Sadness is nothing to be trifled with. It offers no comic relief, no consolation, for humor does not grow where the seeds of sorrow are planted. Nor does sadness diminish when called out, as though grief is a sin that must be exposed under the sun, with the anticipation that it will, with little effort, disappear. No, it is not what happens to sadness, but it is what happens to people who, with no one left to turn to, are left with no choice but to vanish.
*** *** ***
I sprawl myself on the bed, trying to think about nothing, the faint afternoon sunlight barging against the rain before sweeping into the room as if begging my body to whisk itself up and break the monotony of the day. I pause and stare at the cats, a few huddled in a corner of the room, others on the floor, most of them sleeping gently with their furry bodies brushing against my chest. Wherever their dreams have taken flight, I may never find out. But out of all the things that I know to be true, do they ever dream about me too?
Like her. I think about her all the time, wondering about the many things I wish I could know, but could only siphon out whatever it is that I am allowed to discover. Her sleep is a guarded sanctuary, a fortress that walls itself from the rest of the wakeful world, and in that temporary peace where her eyes close themselves so that nothing can get in the way of a rest too short to be wasted, her world must be completely different, one where the invitation to enter comes only once.
Does she ever dream about me too? Because I do. Not that she should. It’s a question fished out of curiosity, and each time I cast the net far and wide, all in the hopes that I might find the answer, for it is in dreams where repressed desires take shape. Or at least that’s what Freud says in his psychoanalysis as far back as the 1890s, and it is probably not entirely wrong.
*** *** ***
Some people will start to shy away from seeking clarity, from asking questions, for constant fear of having the tables turned against them, their backs firm against the wall, of being questioned why they even ask, of being chastised, of bearing the brunt of unnecessary actions done unto them as if the raging fire is worth the burn, of being handed guilt to their conscience instead of being given tender reassurance, of being met with loaded silence as if everything has been said in the nothingness that soon follows, as though the blind is to assume what one cannot read, eclipsing the light in pursuit of darkness, or of placing conclusions well before the end of the sentence, the narrative turning accusatory, if not derogatory in the blink of an eye, when all they ever wanted was to know, because often it takes a lifetime to learn someone. A simple yes, or a simple no, would have sufficed for the time being.

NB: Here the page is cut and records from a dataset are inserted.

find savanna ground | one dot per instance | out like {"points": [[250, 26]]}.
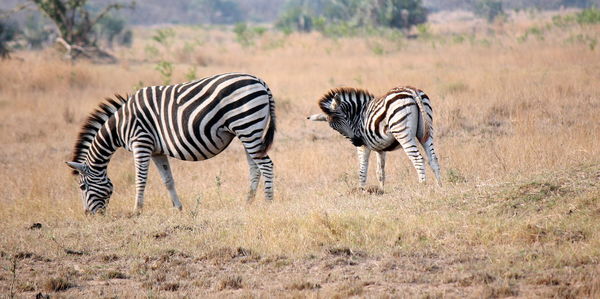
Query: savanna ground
{"points": [[517, 131]]}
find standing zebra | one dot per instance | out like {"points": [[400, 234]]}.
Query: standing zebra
{"points": [[190, 121], [402, 117]]}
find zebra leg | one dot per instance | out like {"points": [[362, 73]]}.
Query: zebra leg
{"points": [[254, 178], [381, 169], [363, 165], [266, 169], [141, 156], [162, 163], [433, 162], [409, 144]]}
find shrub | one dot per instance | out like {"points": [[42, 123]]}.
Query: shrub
{"points": [[489, 9], [341, 18]]}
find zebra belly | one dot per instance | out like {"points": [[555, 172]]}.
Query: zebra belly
{"points": [[389, 143]]}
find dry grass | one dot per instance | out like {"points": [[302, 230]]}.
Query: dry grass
{"points": [[517, 132]]}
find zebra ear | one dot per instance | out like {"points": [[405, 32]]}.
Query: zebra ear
{"points": [[335, 102], [80, 167], [318, 117]]}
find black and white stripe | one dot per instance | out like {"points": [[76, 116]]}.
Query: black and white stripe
{"points": [[401, 118], [191, 121]]}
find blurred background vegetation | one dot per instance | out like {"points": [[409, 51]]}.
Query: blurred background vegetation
{"points": [[34, 24]]}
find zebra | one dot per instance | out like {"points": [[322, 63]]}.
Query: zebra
{"points": [[401, 118], [190, 121]]}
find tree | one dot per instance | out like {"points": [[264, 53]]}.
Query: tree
{"points": [[7, 33], [302, 15], [76, 24]]}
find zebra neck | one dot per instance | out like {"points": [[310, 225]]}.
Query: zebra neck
{"points": [[103, 146]]}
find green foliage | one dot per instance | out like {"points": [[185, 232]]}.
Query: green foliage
{"points": [[588, 16], [110, 27], [585, 39], [489, 9], [536, 31], [73, 18], [163, 36], [245, 34], [336, 18], [151, 51], [34, 32], [165, 68], [454, 176], [8, 31], [126, 39], [222, 11]]}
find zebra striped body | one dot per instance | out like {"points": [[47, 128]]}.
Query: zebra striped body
{"points": [[401, 118], [191, 121]]}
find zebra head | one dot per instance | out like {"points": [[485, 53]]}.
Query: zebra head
{"points": [[96, 189], [341, 115]]}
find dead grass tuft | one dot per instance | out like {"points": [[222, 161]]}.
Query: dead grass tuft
{"points": [[114, 274], [170, 286], [230, 282], [57, 284], [303, 285]]}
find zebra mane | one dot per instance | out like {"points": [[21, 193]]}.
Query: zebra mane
{"points": [[92, 125], [325, 100]]}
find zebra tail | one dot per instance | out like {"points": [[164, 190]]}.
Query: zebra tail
{"points": [[269, 134], [426, 123]]}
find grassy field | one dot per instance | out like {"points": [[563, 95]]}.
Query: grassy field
{"points": [[517, 124]]}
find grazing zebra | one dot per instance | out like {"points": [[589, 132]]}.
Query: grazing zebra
{"points": [[190, 121], [402, 117]]}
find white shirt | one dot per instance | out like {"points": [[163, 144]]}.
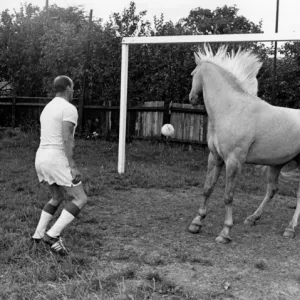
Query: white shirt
{"points": [[52, 116]]}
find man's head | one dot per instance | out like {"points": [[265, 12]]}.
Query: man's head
{"points": [[63, 87]]}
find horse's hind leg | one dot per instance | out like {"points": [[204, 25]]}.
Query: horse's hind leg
{"points": [[213, 171], [290, 230], [272, 187]]}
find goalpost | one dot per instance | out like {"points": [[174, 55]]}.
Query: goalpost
{"points": [[182, 39]]}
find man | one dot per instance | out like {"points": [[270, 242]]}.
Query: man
{"points": [[55, 165]]}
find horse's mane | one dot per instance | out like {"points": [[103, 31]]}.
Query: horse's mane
{"points": [[243, 65]]}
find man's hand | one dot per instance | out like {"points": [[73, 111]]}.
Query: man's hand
{"points": [[76, 175]]}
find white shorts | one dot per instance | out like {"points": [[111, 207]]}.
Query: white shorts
{"points": [[52, 166]]}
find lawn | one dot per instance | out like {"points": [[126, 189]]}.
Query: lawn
{"points": [[131, 240]]}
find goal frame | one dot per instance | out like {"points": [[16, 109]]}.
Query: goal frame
{"points": [[182, 39]]}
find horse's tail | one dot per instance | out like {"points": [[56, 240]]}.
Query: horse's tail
{"points": [[290, 176]]}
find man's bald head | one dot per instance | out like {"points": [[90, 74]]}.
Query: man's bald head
{"points": [[61, 83]]}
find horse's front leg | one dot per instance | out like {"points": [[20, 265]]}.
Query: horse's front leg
{"points": [[213, 171], [233, 172], [272, 187], [290, 230]]}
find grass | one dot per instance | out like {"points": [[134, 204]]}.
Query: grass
{"points": [[130, 242]]}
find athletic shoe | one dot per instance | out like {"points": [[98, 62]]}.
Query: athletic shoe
{"points": [[56, 245]]}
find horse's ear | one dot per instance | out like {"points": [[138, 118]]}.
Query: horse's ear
{"points": [[197, 58]]}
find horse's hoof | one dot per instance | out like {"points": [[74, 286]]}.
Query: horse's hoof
{"points": [[249, 221], [194, 228], [289, 233], [223, 239]]}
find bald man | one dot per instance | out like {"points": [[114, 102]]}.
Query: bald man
{"points": [[55, 165]]}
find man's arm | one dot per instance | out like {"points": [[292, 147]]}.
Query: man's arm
{"points": [[68, 144], [68, 141]]}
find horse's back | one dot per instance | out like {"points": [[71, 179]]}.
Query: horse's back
{"points": [[277, 134]]}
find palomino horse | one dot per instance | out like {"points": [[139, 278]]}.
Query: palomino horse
{"points": [[242, 128]]}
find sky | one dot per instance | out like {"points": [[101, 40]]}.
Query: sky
{"points": [[254, 10]]}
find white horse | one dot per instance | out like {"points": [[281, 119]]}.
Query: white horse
{"points": [[242, 128]]}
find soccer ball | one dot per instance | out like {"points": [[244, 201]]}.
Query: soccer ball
{"points": [[167, 130]]}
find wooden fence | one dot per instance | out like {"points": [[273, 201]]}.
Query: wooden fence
{"points": [[143, 122]]}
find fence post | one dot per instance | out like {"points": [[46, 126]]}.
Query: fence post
{"points": [[13, 111], [86, 68]]}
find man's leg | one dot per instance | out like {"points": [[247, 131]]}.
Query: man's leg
{"points": [[48, 211], [67, 215]]}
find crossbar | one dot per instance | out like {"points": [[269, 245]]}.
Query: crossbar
{"points": [[218, 38]]}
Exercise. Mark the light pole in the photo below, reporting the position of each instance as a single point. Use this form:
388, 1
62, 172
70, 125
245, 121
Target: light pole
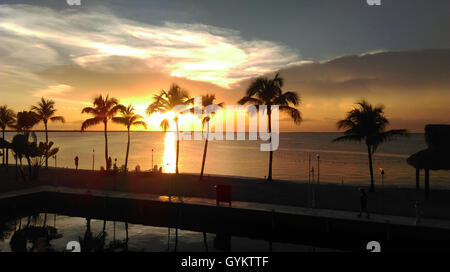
382, 187
318, 177
318, 169
313, 202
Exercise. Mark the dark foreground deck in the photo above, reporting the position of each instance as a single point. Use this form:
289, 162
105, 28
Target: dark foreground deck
274, 223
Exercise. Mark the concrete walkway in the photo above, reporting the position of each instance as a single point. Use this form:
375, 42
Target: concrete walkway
324, 213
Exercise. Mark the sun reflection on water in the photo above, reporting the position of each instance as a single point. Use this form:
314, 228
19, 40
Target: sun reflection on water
169, 152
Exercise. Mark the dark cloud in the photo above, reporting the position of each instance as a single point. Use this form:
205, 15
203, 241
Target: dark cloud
378, 73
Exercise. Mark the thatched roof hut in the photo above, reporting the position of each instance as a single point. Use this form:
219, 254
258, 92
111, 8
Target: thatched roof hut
436, 156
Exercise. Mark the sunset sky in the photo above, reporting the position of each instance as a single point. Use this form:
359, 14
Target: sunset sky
331, 52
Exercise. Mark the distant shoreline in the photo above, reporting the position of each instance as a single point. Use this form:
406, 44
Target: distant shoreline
101, 131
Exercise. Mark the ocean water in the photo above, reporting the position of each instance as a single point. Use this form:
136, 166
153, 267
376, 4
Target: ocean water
339, 162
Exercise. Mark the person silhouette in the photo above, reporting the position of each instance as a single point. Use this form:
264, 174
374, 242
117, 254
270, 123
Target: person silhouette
76, 163
363, 202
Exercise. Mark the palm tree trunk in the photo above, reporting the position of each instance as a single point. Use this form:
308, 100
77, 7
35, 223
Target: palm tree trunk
30, 170
372, 185
204, 151
178, 148
269, 113
128, 150
46, 141
105, 122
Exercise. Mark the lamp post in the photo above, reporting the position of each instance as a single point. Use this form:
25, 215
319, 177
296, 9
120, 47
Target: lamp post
318, 169
313, 201
382, 187
318, 177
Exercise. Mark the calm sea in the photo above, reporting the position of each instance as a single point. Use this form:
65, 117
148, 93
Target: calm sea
339, 162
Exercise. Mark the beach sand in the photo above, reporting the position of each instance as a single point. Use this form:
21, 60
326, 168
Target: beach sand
390, 200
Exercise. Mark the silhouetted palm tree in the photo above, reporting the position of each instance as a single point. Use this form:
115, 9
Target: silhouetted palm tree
45, 110
104, 109
208, 109
367, 123
25, 121
268, 92
129, 119
167, 102
7, 119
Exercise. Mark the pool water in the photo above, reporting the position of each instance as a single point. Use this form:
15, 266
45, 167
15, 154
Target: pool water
140, 238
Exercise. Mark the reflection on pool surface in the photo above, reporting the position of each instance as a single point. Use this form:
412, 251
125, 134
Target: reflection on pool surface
51, 232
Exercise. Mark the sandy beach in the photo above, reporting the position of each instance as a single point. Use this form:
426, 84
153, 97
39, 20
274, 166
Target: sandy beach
390, 200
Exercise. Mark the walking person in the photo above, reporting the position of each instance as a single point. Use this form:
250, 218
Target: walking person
76, 163
363, 202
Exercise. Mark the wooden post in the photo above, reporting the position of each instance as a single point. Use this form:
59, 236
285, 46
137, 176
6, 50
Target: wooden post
417, 179
427, 183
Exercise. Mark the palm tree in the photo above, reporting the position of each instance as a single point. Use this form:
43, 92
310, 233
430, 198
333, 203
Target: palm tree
169, 102
207, 101
367, 123
25, 121
268, 92
45, 110
7, 119
129, 119
104, 108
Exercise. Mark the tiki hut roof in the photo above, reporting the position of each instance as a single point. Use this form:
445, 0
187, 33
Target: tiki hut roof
437, 155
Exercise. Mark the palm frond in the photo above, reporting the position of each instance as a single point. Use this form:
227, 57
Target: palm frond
91, 122
348, 138
293, 113
58, 119
140, 123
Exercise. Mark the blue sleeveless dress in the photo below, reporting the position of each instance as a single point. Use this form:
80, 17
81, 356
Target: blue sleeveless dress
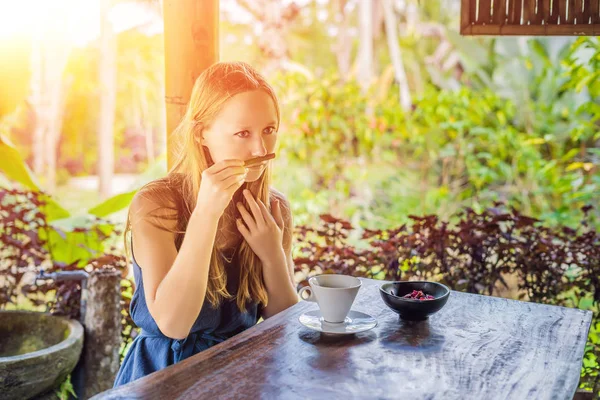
151, 351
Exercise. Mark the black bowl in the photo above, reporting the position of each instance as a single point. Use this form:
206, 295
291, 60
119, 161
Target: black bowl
392, 293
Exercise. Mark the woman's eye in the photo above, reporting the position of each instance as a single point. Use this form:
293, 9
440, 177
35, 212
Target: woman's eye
243, 134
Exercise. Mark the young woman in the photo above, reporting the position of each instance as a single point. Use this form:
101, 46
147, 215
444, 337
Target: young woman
211, 242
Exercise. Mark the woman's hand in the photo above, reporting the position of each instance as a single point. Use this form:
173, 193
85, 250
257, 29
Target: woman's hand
219, 183
262, 230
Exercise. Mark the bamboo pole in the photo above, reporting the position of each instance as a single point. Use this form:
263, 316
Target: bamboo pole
191, 37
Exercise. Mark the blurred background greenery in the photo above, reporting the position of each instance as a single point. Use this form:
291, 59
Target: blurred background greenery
368, 134
386, 112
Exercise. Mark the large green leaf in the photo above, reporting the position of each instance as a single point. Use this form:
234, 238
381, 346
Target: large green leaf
13, 165
15, 169
114, 204
78, 238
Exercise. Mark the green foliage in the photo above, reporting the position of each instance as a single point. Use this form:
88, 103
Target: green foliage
376, 164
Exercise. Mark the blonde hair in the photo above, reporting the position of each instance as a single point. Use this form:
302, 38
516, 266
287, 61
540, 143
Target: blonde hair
178, 191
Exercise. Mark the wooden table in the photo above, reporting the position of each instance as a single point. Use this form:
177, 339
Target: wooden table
476, 347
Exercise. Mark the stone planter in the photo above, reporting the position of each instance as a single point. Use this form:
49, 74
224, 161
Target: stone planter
37, 352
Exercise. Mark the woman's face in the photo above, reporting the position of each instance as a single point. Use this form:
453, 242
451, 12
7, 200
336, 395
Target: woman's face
244, 128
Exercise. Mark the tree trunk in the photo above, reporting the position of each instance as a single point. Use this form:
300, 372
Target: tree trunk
391, 28
50, 53
108, 87
343, 46
365, 47
191, 37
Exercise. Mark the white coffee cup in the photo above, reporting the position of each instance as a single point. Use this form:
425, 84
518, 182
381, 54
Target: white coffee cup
333, 293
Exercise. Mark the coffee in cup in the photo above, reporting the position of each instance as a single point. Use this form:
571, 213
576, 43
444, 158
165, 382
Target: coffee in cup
333, 293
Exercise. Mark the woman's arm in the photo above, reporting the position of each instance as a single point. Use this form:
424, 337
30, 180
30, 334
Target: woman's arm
174, 282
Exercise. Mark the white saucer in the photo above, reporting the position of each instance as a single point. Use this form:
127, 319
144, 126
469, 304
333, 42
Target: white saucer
355, 322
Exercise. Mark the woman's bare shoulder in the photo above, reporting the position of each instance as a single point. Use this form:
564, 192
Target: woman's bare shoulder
279, 196
153, 204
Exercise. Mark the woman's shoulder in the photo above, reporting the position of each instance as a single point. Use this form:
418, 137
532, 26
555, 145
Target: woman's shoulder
155, 200
279, 196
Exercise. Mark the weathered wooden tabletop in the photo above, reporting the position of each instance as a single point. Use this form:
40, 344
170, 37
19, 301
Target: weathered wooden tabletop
476, 347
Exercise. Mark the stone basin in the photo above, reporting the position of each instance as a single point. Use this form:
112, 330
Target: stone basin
37, 352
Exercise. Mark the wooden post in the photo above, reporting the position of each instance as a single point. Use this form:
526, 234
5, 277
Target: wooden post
99, 362
191, 45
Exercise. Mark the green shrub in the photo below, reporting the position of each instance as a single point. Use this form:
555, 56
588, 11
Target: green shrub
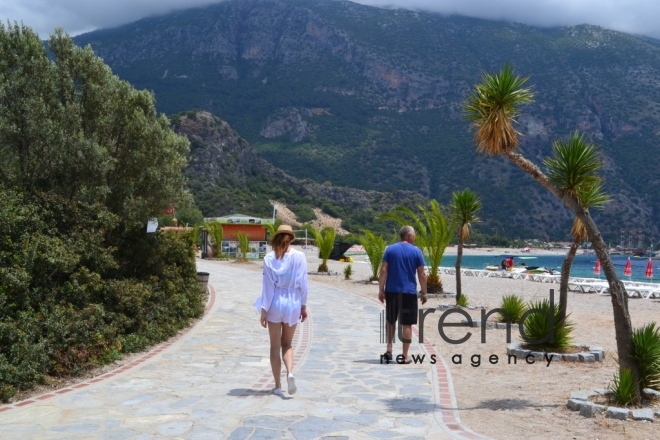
624, 388
538, 325
646, 352
514, 306
463, 301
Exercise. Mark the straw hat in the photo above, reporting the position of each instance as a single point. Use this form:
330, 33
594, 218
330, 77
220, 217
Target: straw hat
285, 229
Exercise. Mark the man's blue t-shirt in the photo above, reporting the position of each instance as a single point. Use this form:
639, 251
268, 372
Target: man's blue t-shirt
402, 260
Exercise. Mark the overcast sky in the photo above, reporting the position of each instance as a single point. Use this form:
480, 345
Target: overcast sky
78, 16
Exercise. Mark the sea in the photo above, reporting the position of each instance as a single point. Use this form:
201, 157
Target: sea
583, 265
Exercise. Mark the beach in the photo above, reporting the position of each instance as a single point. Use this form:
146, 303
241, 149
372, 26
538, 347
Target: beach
518, 401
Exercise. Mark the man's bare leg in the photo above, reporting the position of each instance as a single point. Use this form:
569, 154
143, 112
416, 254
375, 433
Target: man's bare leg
407, 336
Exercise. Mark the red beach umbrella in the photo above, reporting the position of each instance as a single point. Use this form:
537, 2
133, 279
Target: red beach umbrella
597, 268
627, 271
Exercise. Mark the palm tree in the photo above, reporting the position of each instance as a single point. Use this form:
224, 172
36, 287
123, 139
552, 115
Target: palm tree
325, 240
493, 107
374, 246
243, 245
574, 165
465, 205
433, 232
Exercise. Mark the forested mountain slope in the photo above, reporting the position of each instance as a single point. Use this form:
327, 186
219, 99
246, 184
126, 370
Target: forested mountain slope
372, 98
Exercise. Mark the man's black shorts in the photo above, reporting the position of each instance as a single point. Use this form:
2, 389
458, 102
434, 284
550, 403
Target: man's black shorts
401, 303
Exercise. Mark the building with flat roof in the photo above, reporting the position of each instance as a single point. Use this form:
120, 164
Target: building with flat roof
253, 227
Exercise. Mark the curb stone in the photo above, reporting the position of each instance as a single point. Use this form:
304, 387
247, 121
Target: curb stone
588, 409
596, 354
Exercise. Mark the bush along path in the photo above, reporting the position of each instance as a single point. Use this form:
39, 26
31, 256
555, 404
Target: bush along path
213, 382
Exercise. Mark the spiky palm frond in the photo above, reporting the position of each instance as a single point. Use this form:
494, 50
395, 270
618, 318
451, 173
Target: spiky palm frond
433, 230
465, 205
574, 164
590, 195
493, 108
325, 240
243, 244
374, 246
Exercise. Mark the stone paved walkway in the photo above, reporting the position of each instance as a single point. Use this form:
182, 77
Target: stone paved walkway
214, 382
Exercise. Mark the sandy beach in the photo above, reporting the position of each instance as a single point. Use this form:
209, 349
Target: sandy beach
520, 401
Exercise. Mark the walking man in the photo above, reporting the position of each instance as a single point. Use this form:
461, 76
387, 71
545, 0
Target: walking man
397, 288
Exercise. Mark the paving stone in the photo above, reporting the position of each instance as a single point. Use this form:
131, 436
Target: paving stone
643, 414
617, 413
360, 419
266, 434
240, 433
84, 427
271, 422
383, 434
173, 429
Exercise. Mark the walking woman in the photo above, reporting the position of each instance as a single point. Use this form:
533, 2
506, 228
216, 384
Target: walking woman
283, 302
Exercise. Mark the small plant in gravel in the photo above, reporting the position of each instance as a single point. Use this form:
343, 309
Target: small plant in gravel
348, 271
462, 301
646, 352
538, 325
514, 306
623, 387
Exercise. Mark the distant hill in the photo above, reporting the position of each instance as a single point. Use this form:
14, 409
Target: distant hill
226, 175
372, 98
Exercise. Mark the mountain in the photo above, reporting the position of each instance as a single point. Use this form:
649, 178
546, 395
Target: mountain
227, 176
372, 98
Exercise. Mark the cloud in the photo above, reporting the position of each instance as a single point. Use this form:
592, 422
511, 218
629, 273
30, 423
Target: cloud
631, 16
77, 16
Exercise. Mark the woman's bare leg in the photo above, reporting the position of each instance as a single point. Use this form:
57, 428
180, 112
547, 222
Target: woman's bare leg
287, 351
275, 330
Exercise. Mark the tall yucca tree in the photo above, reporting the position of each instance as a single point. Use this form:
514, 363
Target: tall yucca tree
573, 168
493, 108
374, 246
433, 231
215, 230
465, 205
325, 240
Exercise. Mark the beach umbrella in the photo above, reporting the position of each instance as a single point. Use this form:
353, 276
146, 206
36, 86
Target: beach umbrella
627, 271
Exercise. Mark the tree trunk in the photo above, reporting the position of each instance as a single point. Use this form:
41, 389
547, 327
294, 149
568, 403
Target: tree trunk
622, 325
459, 258
565, 275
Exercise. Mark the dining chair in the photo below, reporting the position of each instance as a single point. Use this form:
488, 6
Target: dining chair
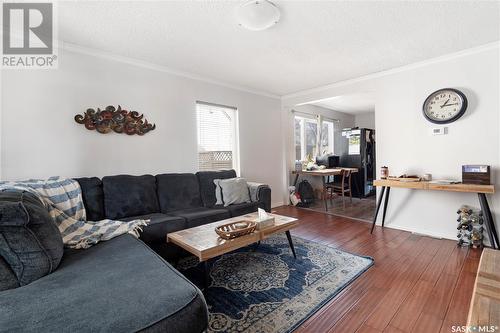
343, 186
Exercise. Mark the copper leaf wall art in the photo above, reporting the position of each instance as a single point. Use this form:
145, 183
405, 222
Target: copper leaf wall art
117, 120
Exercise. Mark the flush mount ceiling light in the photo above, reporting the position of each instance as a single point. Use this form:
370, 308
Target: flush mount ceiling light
257, 15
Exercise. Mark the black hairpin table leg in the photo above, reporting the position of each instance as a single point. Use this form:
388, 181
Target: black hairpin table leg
488, 218
379, 203
386, 202
290, 242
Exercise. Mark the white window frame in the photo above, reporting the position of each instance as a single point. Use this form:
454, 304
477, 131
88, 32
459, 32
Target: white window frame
319, 123
235, 133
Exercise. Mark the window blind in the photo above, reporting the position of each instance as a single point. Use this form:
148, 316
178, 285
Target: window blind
216, 136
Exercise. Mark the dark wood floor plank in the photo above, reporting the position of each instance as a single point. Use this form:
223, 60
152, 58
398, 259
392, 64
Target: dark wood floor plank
459, 304
406, 316
418, 284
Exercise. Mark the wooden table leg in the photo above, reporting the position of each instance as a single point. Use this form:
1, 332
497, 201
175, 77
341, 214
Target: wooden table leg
290, 243
324, 194
386, 202
379, 203
488, 218
206, 273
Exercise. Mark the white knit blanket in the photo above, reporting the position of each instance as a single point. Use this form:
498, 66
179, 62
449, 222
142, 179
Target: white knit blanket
64, 202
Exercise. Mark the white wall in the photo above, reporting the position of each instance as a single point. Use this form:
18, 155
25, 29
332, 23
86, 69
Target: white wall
405, 145
39, 137
365, 120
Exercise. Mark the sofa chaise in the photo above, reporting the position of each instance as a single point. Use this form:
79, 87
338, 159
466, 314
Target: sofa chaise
123, 285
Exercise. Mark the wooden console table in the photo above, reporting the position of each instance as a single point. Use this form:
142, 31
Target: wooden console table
322, 173
481, 191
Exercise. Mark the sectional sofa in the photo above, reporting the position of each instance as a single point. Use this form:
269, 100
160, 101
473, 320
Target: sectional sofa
124, 284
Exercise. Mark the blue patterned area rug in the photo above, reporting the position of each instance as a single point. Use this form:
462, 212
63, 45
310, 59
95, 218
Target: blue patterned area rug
265, 289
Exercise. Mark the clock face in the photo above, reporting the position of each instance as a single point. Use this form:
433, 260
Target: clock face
445, 106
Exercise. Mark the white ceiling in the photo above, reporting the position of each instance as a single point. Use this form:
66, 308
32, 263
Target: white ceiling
315, 43
353, 104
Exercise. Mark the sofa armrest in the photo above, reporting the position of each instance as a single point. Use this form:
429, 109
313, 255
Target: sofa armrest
261, 193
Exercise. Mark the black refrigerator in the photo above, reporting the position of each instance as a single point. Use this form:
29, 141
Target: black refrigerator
358, 151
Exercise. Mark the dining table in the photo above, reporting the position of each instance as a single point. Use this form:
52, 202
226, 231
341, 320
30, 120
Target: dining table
323, 173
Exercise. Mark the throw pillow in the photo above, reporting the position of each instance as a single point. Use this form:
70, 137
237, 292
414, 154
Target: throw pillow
8, 279
30, 243
234, 191
218, 192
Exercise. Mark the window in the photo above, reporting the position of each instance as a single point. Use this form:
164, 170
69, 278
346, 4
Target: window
217, 137
306, 137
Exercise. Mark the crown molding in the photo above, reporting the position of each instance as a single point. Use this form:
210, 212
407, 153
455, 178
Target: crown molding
155, 67
446, 57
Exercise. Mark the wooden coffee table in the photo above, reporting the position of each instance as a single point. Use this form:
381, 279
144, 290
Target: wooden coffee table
204, 243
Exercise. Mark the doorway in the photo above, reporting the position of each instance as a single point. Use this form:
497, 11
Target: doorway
344, 127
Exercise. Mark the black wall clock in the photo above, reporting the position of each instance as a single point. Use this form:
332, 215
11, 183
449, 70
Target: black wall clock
445, 106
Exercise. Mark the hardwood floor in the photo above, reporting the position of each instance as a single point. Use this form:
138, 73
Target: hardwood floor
418, 283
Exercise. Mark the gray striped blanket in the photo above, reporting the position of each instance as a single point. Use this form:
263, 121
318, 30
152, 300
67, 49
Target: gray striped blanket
64, 202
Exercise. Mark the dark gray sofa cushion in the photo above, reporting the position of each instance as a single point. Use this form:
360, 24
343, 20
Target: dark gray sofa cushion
207, 186
178, 191
243, 208
159, 226
199, 216
93, 197
8, 279
30, 242
119, 285
126, 195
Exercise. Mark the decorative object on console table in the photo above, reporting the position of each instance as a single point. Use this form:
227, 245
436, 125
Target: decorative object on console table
480, 190
476, 174
117, 120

But some things are belabored, stretched as far as the imagination will allow, fault being found where there is none. The gravity of this can hardly be scaled, and it takes unbridled patience to bear the weight it heaps on the heart, one that can never be demanded, only freely given, as it is the nature of true forbearance. These people, they carry their crosses no one will ever see, for they live through it as penance for the anxieties that they have been nursing long before. Their sense of insufficiency sustains that which slowly kills them.
And then the days go by, months soon after. To stir nothing, complacency settles in. No questions are ever asked. No responses are taken because none is given. The tides turn countless, and the seasons shift, until the time comes when, on the brink of despair and the ultimatum of where things stand, the people who have muffled their questions out of fear will find themselves on the verge of losing the one they love, wondering what happened, only to be met with the one act that they earnestly, ever so dearly, treated with much precariousness, knowing that it destroys as much as it saves:
If only they asked.
***
The most salient battles in life are won neither by fist nor by fire. This wisdom comes with age, like a blade that sharpens the more it brushes itself against steel. We are born as creatures of emotions, and it is in the stillness of things, like an ocean in the full absence of the waves, where the struggle glares with impunity, even feeds on it. That is why the heart is a war ground; it screams the loudest when it is muffled. It injures the most when it does nothing. But up to what point the heart wages this silence is a question most often left unanswered in the interim, for it is nothing less than a protracted war that demands the kind of madness that flirts with danger, and by the time the heart does speak, the walls are yet to grow ears.
And so, for those who have lost so much, anxieties grip their heart by the day. Fear is the language that has become native to their tongue, every word dragging their heart along the way, which is why those who have yet to lose the ones they genuinely love, slipping like water on their fingers, have yet to learn the vernacular. As though born out of sheer necessity, those at the cusps of solitude have come to terms with the simple truth that whatever they have, they can lose. And so they live by the hours, not wasting any, spending as much time as they can with the people they hold dear, because nothing in life is certain, especially in the absence of consistent assurance in places where it should thrive.
***
I stare at the door, expecting a knock that will never come. My cats are with me, and everything should be fine, except that it is not. The wind pummels the roof, shaking everything beneath it for a moment, a reminder that there was a distant storm that left without ever truly arriving. I stand from the bed, restless from the sleep that never was, my head dizzy, ready to fall off from my neck with the slightest of tug, almost but not quite, like a stone teetering on the edge of a cliff, my wakefulness on the brink of fizzling out, as if my spirit is ready to part ways with my body. I walk to the door, open it slightly, and peer at the outside world — nothing more than a busy intersection of small alleys nesting foot traffic day in and out. I leave a heavy sigh trailing the air, then prepare for work six hours ahead of time.